2. The information processing device according to claim 1, further comprising a flow generation unit, including one or more processors, configured to support generation of processing in which the data conversion module, the function conversion module, and the mapping module are connected.
3. The information processing device according to claim 1, wherein the schema information of the data includes a key, a type, a unit, and a meaning for each piece of the data, and wherein the input/output information of the function includes a key, a type, a unit, and a meaning for each of the arguments of the function.

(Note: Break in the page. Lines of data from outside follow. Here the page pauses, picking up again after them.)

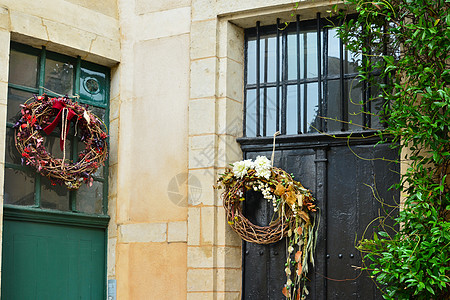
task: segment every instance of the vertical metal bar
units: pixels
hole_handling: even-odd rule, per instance
[[[328,116],[328,28],[323,28],[323,116]],[[327,131],[328,121],[327,119],[323,120],[323,131]]]
[[[277,131],[280,131],[280,19],[277,19]]]
[[[302,133],[302,109],[300,96],[300,16],[297,15],[297,133]],[[306,99],[305,99],[306,100]]]
[[[385,55],[387,55],[388,54],[388,48],[387,48],[387,46],[388,46],[388,41],[386,40],[386,39],[389,39],[389,35],[387,34],[387,30],[388,30],[388,27],[389,26],[389,24],[388,24],[388,22],[385,22],[385,24],[384,24],[384,28],[383,28],[383,56],[385,56]],[[385,62],[385,65],[386,65],[386,62]],[[387,86],[387,84],[388,84],[388,78],[387,78],[387,76],[383,76],[383,83],[384,83],[384,85],[385,86]],[[384,93],[383,93],[384,94]],[[383,99],[383,108],[386,106],[386,105],[389,105],[389,102],[387,102],[386,103],[386,100],[385,99]],[[379,112],[378,114],[380,114],[380,119],[387,119],[388,118],[388,116],[386,116],[386,115],[382,115],[382,112]],[[381,120],[380,120],[381,121]],[[386,122],[383,122],[383,128],[386,128],[387,127],[387,123]]]
[[[286,111],[287,111],[287,78],[288,78],[288,49],[287,31],[283,31],[281,53],[281,134],[286,134]]]
[[[303,78],[308,78],[308,33],[303,33]],[[303,132],[308,132],[308,84],[303,85]]]
[[[256,22],[256,136],[261,136],[261,95],[260,95],[260,75],[261,75],[261,45],[260,45],[260,22]]]
[[[264,83],[267,84],[267,62],[269,51],[269,39],[264,39]],[[267,135],[267,86],[264,85],[264,106],[263,106],[263,136]]]
[[[317,120],[317,126],[320,131],[323,130],[323,119],[321,118],[323,116],[323,104],[322,104],[322,53],[320,51],[320,48],[322,47],[322,41],[320,37],[320,28],[321,28],[321,22],[320,22],[320,13],[317,13],[317,97],[319,102],[319,112]]]
[[[367,60],[368,65],[370,66],[371,65],[371,57],[372,57],[372,49],[370,49],[370,46],[369,46],[369,38],[366,39],[366,45],[367,45],[367,49],[368,49],[367,50],[368,51],[368,55],[366,56],[366,60]],[[367,71],[367,69],[366,69],[366,71]],[[367,73],[368,78],[370,78],[372,76],[371,73],[372,72]],[[365,84],[366,84],[366,87],[365,87],[366,89],[365,89],[364,93],[365,93],[365,98],[366,98],[366,100],[365,100],[366,113],[364,114],[364,116],[365,116],[365,120],[364,120],[365,124],[364,124],[364,126],[366,128],[368,128],[368,127],[372,126],[371,125],[371,123],[372,123],[372,114],[371,114],[371,109],[370,109],[370,92],[371,92],[370,81],[369,82],[365,81]]]
[[[344,89],[344,44],[342,39],[339,39],[339,85],[340,85],[340,104],[341,104],[341,131],[347,129],[347,102],[345,101],[345,89]]]
[[[247,136],[247,72],[248,72],[248,37],[244,36],[244,116],[243,116],[243,135]]]
[[[364,26],[361,26],[361,30],[364,30]],[[367,37],[364,39],[364,46],[367,47],[368,46],[368,41],[367,41]],[[361,53],[362,55],[362,59],[361,59],[361,63],[362,63],[362,67],[363,70],[366,72],[366,76],[367,74],[367,53]],[[363,80],[362,82],[362,125],[364,126],[363,128],[366,129],[368,127],[367,124],[367,106],[368,106],[368,102],[367,102],[367,80]]]
[[[81,83],[81,57],[77,57],[77,63],[75,66],[75,78],[73,82],[73,94],[74,96],[80,95],[80,83]],[[79,101],[79,99],[77,99]],[[72,160],[78,159],[78,137],[71,138],[72,142]],[[71,211],[77,211],[77,193],[76,191],[69,192],[69,207]]]
[[[316,266],[314,268],[314,299],[327,299],[327,146],[316,149],[316,197],[322,199],[320,226],[317,229]]]
[[[44,46],[42,47],[41,57],[39,60],[39,95],[44,93],[46,59],[47,50]],[[36,174],[34,178],[34,205],[36,207],[41,207],[41,176]]]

4. The information processing device according to claim 3, wherein the data conversion module is configured to store a value of the data in a variable from which a value is acquirable with a key of the data, wherein the mapping module is configured to acquire a value of the data by designating a key of the data in an output of the data conversion module, and store the value of the data in a variable from which a value is acquirable with a key of an argument of the function, and
wherein the function conversion module is configured to acquire the value of the data by designating a key of the argument of the function in the output of the mapping module, and substitute the acquired value of the data into the argument of the function.

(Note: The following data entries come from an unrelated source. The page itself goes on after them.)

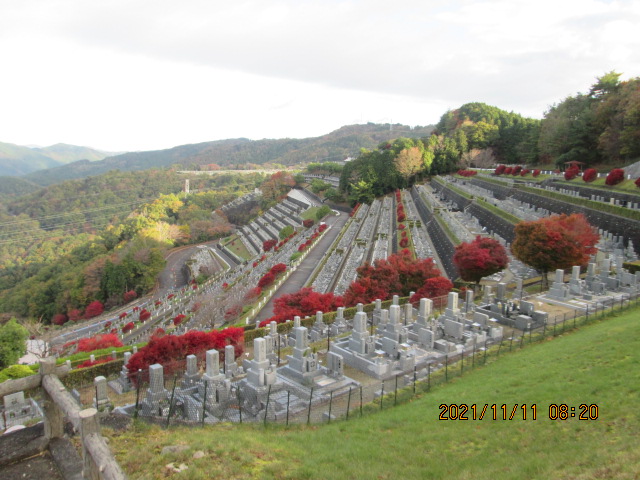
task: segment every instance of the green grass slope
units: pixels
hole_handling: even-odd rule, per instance
[[[632,479],[640,475],[640,309],[505,354],[381,413],[322,426],[138,423],[110,442],[130,478]],[[440,404],[515,404],[513,420],[439,420]],[[598,405],[550,420],[550,404]],[[531,405],[537,406],[532,419]],[[501,410],[499,410],[500,415]],[[479,413],[478,413],[479,415]],[[471,414],[468,414],[471,417]],[[182,453],[160,455],[168,445]],[[193,459],[195,451],[205,457]]]

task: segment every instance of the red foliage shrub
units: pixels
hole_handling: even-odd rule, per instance
[[[268,287],[275,281],[275,279],[276,279],[276,276],[273,273],[267,272],[262,276],[260,280],[258,280],[258,287],[260,288]]]
[[[564,172],[564,179],[565,180],[573,180],[574,178],[576,178],[578,176],[579,173],[580,173],[580,169],[578,167],[568,168]]]
[[[375,266],[365,263],[356,271],[358,279],[344,295],[347,306],[371,303],[378,298],[386,300],[393,295],[406,296],[422,288],[427,279],[440,276],[432,258],[414,259],[408,249],[386,260],[377,260]]]
[[[624,170],[622,168],[614,168],[607,175],[607,179],[604,183],[607,185],[618,185],[624,180]]]
[[[405,248],[409,246],[409,239],[408,238],[402,238],[400,239],[400,248]]]
[[[149,343],[131,356],[128,363],[131,379],[136,380],[137,371],[147,370],[150,365],[160,363],[165,366],[184,368],[187,355],[196,355],[200,359],[207,350],[220,351],[221,361],[224,358],[224,347],[233,345],[235,356],[238,358],[243,353],[244,330],[242,328],[229,327],[224,330],[202,332],[192,330],[184,335],[166,335],[164,337],[151,338]],[[165,369],[165,374],[173,373]]]
[[[359,208],[360,208],[360,204],[359,204],[359,203],[356,203],[356,204],[353,206],[353,209],[351,210],[351,213],[349,213],[349,216],[350,216],[350,217],[353,217],[353,216],[356,214],[356,212],[358,211],[358,209],[359,209]]]
[[[269,272],[273,273],[274,275],[278,275],[279,273],[282,273],[286,270],[287,266],[284,263],[276,263],[273,267],[271,267],[271,270],[269,270]]]
[[[124,292],[122,294],[122,299],[124,300],[125,303],[129,303],[132,300],[135,300],[136,298],[138,298],[138,294],[136,293],[135,290],[129,290],[128,292]]]
[[[187,316],[182,313],[180,315],[176,315],[175,317],[173,317],[173,324],[177,327],[184,321],[185,318],[187,318]]]
[[[122,319],[124,319],[124,318],[127,318],[127,312],[122,312],[120,315],[118,315],[118,318],[119,318],[120,320],[122,320]]]
[[[262,321],[260,326],[269,325],[272,321],[282,323],[295,316],[315,315],[317,311],[331,312],[342,306],[342,297],[333,293],[314,292],[312,288],[302,288],[276,298],[273,307],[275,315]]]
[[[511,175],[511,172],[513,172],[513,168],[511,167],[507,167],[504,169],[504,174],[505,175]]]
[[[104,324],[104,329],[105,329],[105,330],[108,330],[109,328],[111,328],[111,320],[109,320],[108,322],[106,322],[106,323]]]
[[[252,266],[253,268],[256,268],[256,267],[258,266],[258,262],[253,262],[253,263],[251,264],[251,266]]]
[[[156,300],[156,303],[154,305],[156,307],[159,307],[160,305],[162,305],[162,302],[160,300]]]
[[[528,168],[523,168],[522,171],[520,172],[520,176],[521,177],[526,177],[527,174],[530,172],[531,170],[529,170]]]
[[[265,252],[268,252],[273,247],[275,247],[277,243],[278,243],[277,240],[273,240],[273,239],[265,240],[264,242],[262,242],[262,249]]]
[[[102,312],[104,312],[104,305],[101,301],[95,300],[87,305],[87,308],[84,309],[84,318],[97,317]]]
[[[404,213],[399,213],[398,214],[398,221],[399,222],[404,222],[406,220],[407,216]]]
[[[160,338],[160,337],[164,337],[167,334],[167,332],[164,331],[164,328],[156,328],[153,333],[151,334],[151,338]]]
[[[506,169],[507,167],[505,165],[498,165],[493,173],[495,175],[502,175]]]
[[[520,172],[522,171],[522,167],[520,165],[516,165],[515,167],[513,167],[513,169],[511,170],[511,175],[513,175],[514,177],[516,175],[520,175]]]
[[[537,177],[538,175],[540,175],[540,169],[536,168],[536,169],[533,171],[533,174],[532,174],[532,175],[533,175],[534,177]]]
[[[496,169],[497,170],[497,169]],[[462,176],[462,177],[473,177],[474,175],[477,175],[478,172],[476,170],[458,170],[458,175]]]
[[[67,320],[69,319],[64,313],[56,313],[51,319],[51,323],[53,323],[54,325],[64,325],[65,323],[67,323]]]
[[[398,225],[398,230],[404,230],[405,228],[407,228],[407,227],[405,226],[404,223],[401,223],[401,224]]]
[[[453,283],[448,278],[444,277],[433,277],[428,278],[422,288],[420,288],[414,295],[409,299],[411,303],[419,302],[421,298],[435,298],[442,297],[451,291],[453,288]]]
[[[133,322],[129,322],[126,325],[123,325],[122,327],[122,333],[129,333],[131,330],[133,330]]]
[[[226,312],[224,312],[224,320],[225,322],[229,322],[231,320],[235,320],[242,313],[242,305],[234,305],[229,308]]]
[[[304,228],[311,228],[311,227],[313,227],[313,224],[314,224],[314,223],[315,223],[315,222],[313,221],[313,219],[312,219],[312,218],[307,218],[307,219],[305,219],[305,220],[303,220],[303,221],[302,221],[302,226],[303,226]]]
[[[316,230],[318,233],[322,233],[327,229],[327,224],[323,223],[318,227],[318,230]]]
[[[79,352],[93,352],[102,348],[121,347],[122,342],[117,335],[110,333],[104,335],[96,335],[95,337],[81,338],[78,340]]]
[[[140,316],[138,318],[140,319],[141,322],[146,322],[151,318],[151,312],[146,309],[142,309],[142,311],[140,312]]]
[[[640,188],[640,177],[636,178],[636,181],[633,183],[635,183],[636,187]]]
[[[96,360],[95,362],[92,362],[91,360],[85,360],[84,362],[82,362],[80,365],[78,365],[76,368],[80,369],[80,368],[87,368],[87,367],[93,367],[95,365],[100,365],[101,363],[107,363],[110,362],[112,359],[109,357],[106,358],[101,358],[99,360]]]
[[[249,290],[246,293],[246,295],[244,296],[244,299],[248,302],[252,302],[256,298],[258,298],[261,294],[262,294],[262,289],[260,287],[253,287],[251,290]]]
[[[191,307],[191,313],[196,313],[202,307],[202,302],[195,302]]]
[[[173,297],[175,297],[175,295],[173,293],[170,293],[169,295],[167,295],[167,300],[171,300]]]
[[[69,317],[70,322],[77,322],[82,318],[82,312],[77,308],[72,308],[67,312],[67,317]]]
[[[582,174],[582,180],[585,182],[593,182],[598,178],[598,172],[595,168],[587,168]]]
[[[401,236],[402,238],[407,238],[407,231],[406,231],[406,230],[403,230],[403,232],[400,234],[400,236]]]

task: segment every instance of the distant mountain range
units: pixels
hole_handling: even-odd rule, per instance
[[[58,143],[50,147],[23,147],[0,142],[0,175],[20,176],[78,160],[96,161],[114,155],[89,147]]]
[[[368,123],[345,126],[329,134],[312,138],[218,140],[181,145],[167,150],[123,153],[98,161],[90,161],[91,158],[84,157],[66,165],[45,165],[40,167],[44,170],[38,171],[32,169],[32,172],[24,175],[24,178],[38,185],[51,185],[116,169],[135,171],[179,165],[181,169],[198,170],[202,165],[209,164],[234,167],[247,164],[294,165],[301,162],[341,161],[349,156],[357,156],[361,148],[372,149],[394,138],[429,136],[433,128],[433,126],[411,128],[398,124],[390,126]],[[40,153],[34,150],[30,152],[31,154]],[[1,172],[0,168],[0,174]],[[20,174],[13,173],[13,175]]]

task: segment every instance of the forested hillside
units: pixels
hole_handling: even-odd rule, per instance
[[[357,155],[361,148],[373,148],[380,142],[399,135],[419,138],[428,135],[433,127],[410,128],[404,125],[366,124],[342,127],[327,135],[304,139],[247,140],[246,138],[219,140],[182,145],[168,150],[131,152],[106,158],[99,162],[81,161],[63,167],[42,170],[26,176],[39,185],[109,170],[146,170],[179,165],[184,170],[207,170],[210,165],[225,168],[253,168],[256,165],[294,165],[310,161],[340,161]]]
[[[174,245],[226,235],[212,212],[264,176],[191,179],[174,171],[110,172],[72,180],[0,204],[0,311],[51,321],[85,315],[123,294],[145,293]]]
[[[24,175],[77,160],[102,160],[112,154],[93,148],[58,143],[50,147],[29,148],[0,142],[0,176]]]
[[[542,164],[563,168],[622,166],[640,158],[640,78],[621,82],[609,72],[587,93],[568,96],[542,120],[524,118],[483,103],[445,113],[436,126],[461,166],[495,163]]]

5. The information processing device according to claim 4, wherein the mapping module is configured to convert the value of the data acquired from the output of the data conversion module in accordance with the unit or type of the argument of the function.

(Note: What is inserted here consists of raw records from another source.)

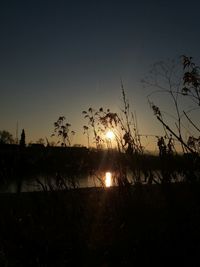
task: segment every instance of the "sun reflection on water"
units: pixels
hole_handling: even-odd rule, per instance
[[[111,174],[111,172],[106,172],[105,185],[106,185],[106,187],[110,187],[112,185],[112,174]]]

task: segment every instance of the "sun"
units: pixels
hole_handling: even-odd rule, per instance
[[[111,130],[109,130],[109,131],[107,131],[107,133],[106,133],[106,138],[108,138],[108,139],[113,139],[115,137],[115,135],[114,135],[114,133],[111,131]]]

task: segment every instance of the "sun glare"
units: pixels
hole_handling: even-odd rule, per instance
[[[106,133],[106,137],[108,138],[108,139],[113,139],[114,137],[115,137],[115,135],[114,135],[114,133],[112,132],[112,131],[107,131],[107,133]]]
[[[106,185],[106,187],[110,187],[112,185],[112,174],[111,174],[111,172],[106,172],[105,185]]]

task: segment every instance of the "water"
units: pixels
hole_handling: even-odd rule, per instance
[[[103,177],[101,176],[85,176],[79,179],[64,181],[64,184],[56,183],[53,177],[38,176],[35,179],[23,181],[21,184],[21,192],[33,192],[47,190],[58,190],[67,188],[84,188],[84,187],[102,187],[104,186]],[[6,187],[2,188],[1,192],[16,193],[18,185],[12,182]]]
[[[20,187],[20,192],[33,192],[33,191],[53,191],[53,190],[60,190],[60,189],[71,189],[71,188],[88,188],[88,187],[105,187],[107,186],[106,181],[106,173],[108,172],[99,172],[95,175],[83,175],[81,177],[73,177],[71,179],[60,179],[55,178],[55,176],[37,176],[32,179],[27,179],[27,181],[23,181]],[[161,183],[161,180],[159,177],[161,177],[160,171],[153,171],[153,180],[152,183]],[[109,186],[116,186],[117,179],[115,178],[114,174],[111,178],[111,184],[109,183]],[[140,182],[142,184],[148,183],[148,180],[145,179],[145,176],[143,173],[140,173],[139,175]],[[109,178],[110,179],[110,178]],[[134,183],[133,174],[128,173],[127,179],[130,183]],[[183,179],[180,174],[176,175],[176,182],[180,182]],[[135,180],[135,182],[137,179]],[[175,180],[171,181],[175,182]],[[17,182],[12,182],[1,189],[1,192],[9,192],[9,193],[16,193],[19,192],[19,185]]]

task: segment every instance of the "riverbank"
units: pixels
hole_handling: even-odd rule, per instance
[[[199,185],[1,194],[0,210],[0,266],[197,266]]]

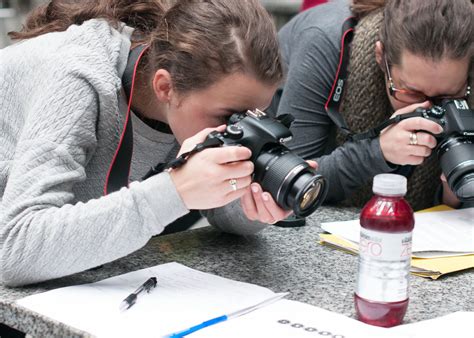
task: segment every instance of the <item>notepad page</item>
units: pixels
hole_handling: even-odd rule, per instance
[[[120,302],[153,276],[157,287],[140,294],[134,306],[121,312]],[[168,263],[29,296],[17,303],[98,337],[159,337],[274,295],[264,287]]]

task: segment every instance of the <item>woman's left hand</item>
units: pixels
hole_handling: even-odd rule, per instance
[[[315,161],[307,161],[308,164],[317,169]],[[240,203],[245,216],[251,221],[275,224],[292,214],[291,210],[282,209],[273,199],[270,193],[263,191],[258,183],[252,183],[247,192],[241,197]]]

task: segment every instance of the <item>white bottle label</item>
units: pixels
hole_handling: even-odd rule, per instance
[[[356,293],[377,302],[408,298],[411,232],[386,233],[361,228]]]

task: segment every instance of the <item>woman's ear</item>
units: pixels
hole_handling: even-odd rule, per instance
[[[383,67],[383,44],[381,41],[377,41],[375,43],[375,61],[379,64],[380,69],[384,69]]]
[[[165,69],[158,69],[153,77],[153,91],[158,101],[169,103],[173,92],[171,74]]]

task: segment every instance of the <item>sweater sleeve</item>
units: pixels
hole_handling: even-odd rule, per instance
[[[51,76],[28,93],[0,202],[0,279],[7,285],[123,257],[188,212],[167,173],[75,202],[73,187],[87,179],[97,144],[99,97],[91,81],[77,74]]]
[[[290,113],[295,117],[293,140],[288,146],[303,158],[319,163],[320,173],[329,182],[326,200],[341,201],[372,176],[392,168],[383,157],[378,138],[347,142],[332,151],[336,126],[325,103],[338,66],[338,44],[318,27],[296,37],[286,34],[280,40],[282,45],[294,44],[286,60],[287,80],[277,111],[277,115]]]
[[[244,214],[240,199],[221,208],[203,210],[201,213],[212,226],[236,235],[254,235],[269,226],[269,224],[249,220]]]

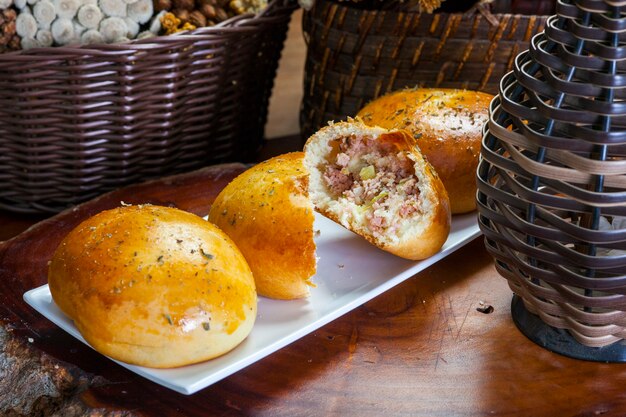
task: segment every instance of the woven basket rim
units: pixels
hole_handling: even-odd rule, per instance
[[[320,2],[321,2],[321,0],[317,0],[313,7],[316,7],[318,5],[318,3],[320,3]],[[477,14],[481,14],[480,11],[478,9],[476,9],[476,8],[470,9],[470,10],[468,10],[466,12],[435,11],[433,13],[422,13],[422,12],[419,12],[419,11],[408,11],[408,10],[362,9],[362,8],[359,8],[358,6],[354,5],[351,2],[343,2],[343,1],[342,2],[336,2],[336,1],[329,0],[327,2],[327,4],[335,5],[338,8],[354,10],[355,12],[368,13],[368,14],[386,13],[386,14],[397,14],[399,16],[401,16],[403,14],[408,14],[408,15],[424,14],[424,15],[430,15],[430,16],[445,15],[445,16],[461,16],[461,17],[469,17],[469,16],[475,16]],[[308,12],[308,10],[305,9],[305,12]],[[519,17],[546,17],[546,16],[552,16],[552,14],[541,15],[541,14],[522,14],[522,13],[490,13],[490,14],[492,16],[496,17],[496,18],[498,18],[498,17],[500,17],[500,18],[504,18],[504,17],[519,18]]]
[[[277,11],[295,8],[297,8],[296,0],[270,0],[267,7],[261,13],[246,13],[233,16],[215,26],[182,31],[172,35],[157,35],[147,39],[131,39],[129,42],[124,43],[48,46],[27,50],[21,49],[0,54],[0,62],[28,61],[32,59],[33,56],[41,57],[42,55],[53,56],[55,59],[61,58],[63,55],[67,55],[68,57],[75,57],[77,55],[118,55],[151,50],[155,47],[168,45],[176,46],[176,44],[187,43],[189,41],[211,40],[217,37],[253,32],[260,24],[271,24],[274,20],[280,20],[281,16],[276,14]]]
[[[56,212],[163,172],[254,161],[296,8],[0,56],[0,209]]]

6. The information processing device according to claim 4, further comprising a processing unit configured to input processing in which the data conversion module, the function conversion module, and the mapping module are connected, to generate an execution environment for executing the processing, to dispose the data and the function inside the execution environment, to process the data by the function in accordance with the processing, and to delete the execution environment along with the data and the function after the processing.
7. An information processing method in which a computer is caused to execute:
retaining schema information of one or more pieces of data as a catalog;
retaining input/output information of one or more functions as a catalog;
outputting the data in a format indicated by the schema information of the data;
inputting the data in a format indicated by the input/output information of the function and substitutes the data into arguments of the function;
mapping data obtained from the output data to each of the arguments of the function; and
outputting the data in a format indicated by the input/output information of the function.
8. A program causing a computer to operate as each unit of the information processing device according to claim 1.